= Bowie-Cass Electric Cooperative =

Bowie-Cass Electric Cooperative, Inc. is a rural utility cooperative headquartered in Douglassville, Texas that was formed in 1937. The cooperative currently serves 38,261 meters with 6073 mi of line. Its territory includes portions of Bowie, Cass, Franklin, Morris, Red River and Titus counties, all located in Northeast Texas.

==History==
On April 10, 1956 Mabel Bryan Morriss, secretary-treasurer of the cooperative, traveled to Washington, DC, to present Rural Utilities Service (REA) administrator Archer Nelson a check for $175,000. The check paid off in full the cooperative's first two loans and made advance payments on the others.

For Morriss, it was a measure of personal triumph for it was she who almost single-handedly begged, pleaded, and pestered the REA into funding the cooperative in the first place. Her first attempt in October 1935 came back with a reply that Bowie and Cass counties should join forces with Panola County in establishing a cooperative — notwithstanding that the two counties are not only non-contiguous, but are separated by Harrison and Marion counties. Further attempts in 1936 were also rejected; even the county agent was not in favor of the idea.

Finally, REA sent a representative to the area, who told Morriss that she hadn't done anything, and if she didn't provide the necessary information (financial information showing that the residents could pay for electricity) within one week, her plans would be dead.
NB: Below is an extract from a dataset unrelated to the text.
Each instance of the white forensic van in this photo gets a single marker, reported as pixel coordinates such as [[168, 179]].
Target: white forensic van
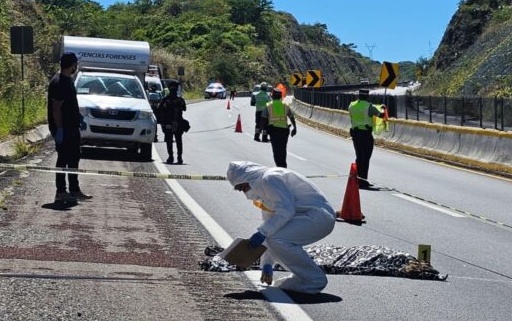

Now knowing what she needed to do, within the week she obtained statements from every banker in the area, stating that the residents had bank accounts and a reliable source of income, and signed up the required three people per mile.

In August 1937, REA finally approved the project, commenting "I know this thing will never pay out, but this is the only way to get that woman off our necks!" In addition to Morriss' persistence in establishing the co-op, she would later donate 2 acre of her property to establish a permanent office in Douglassville, which today remains the co-op headquarters.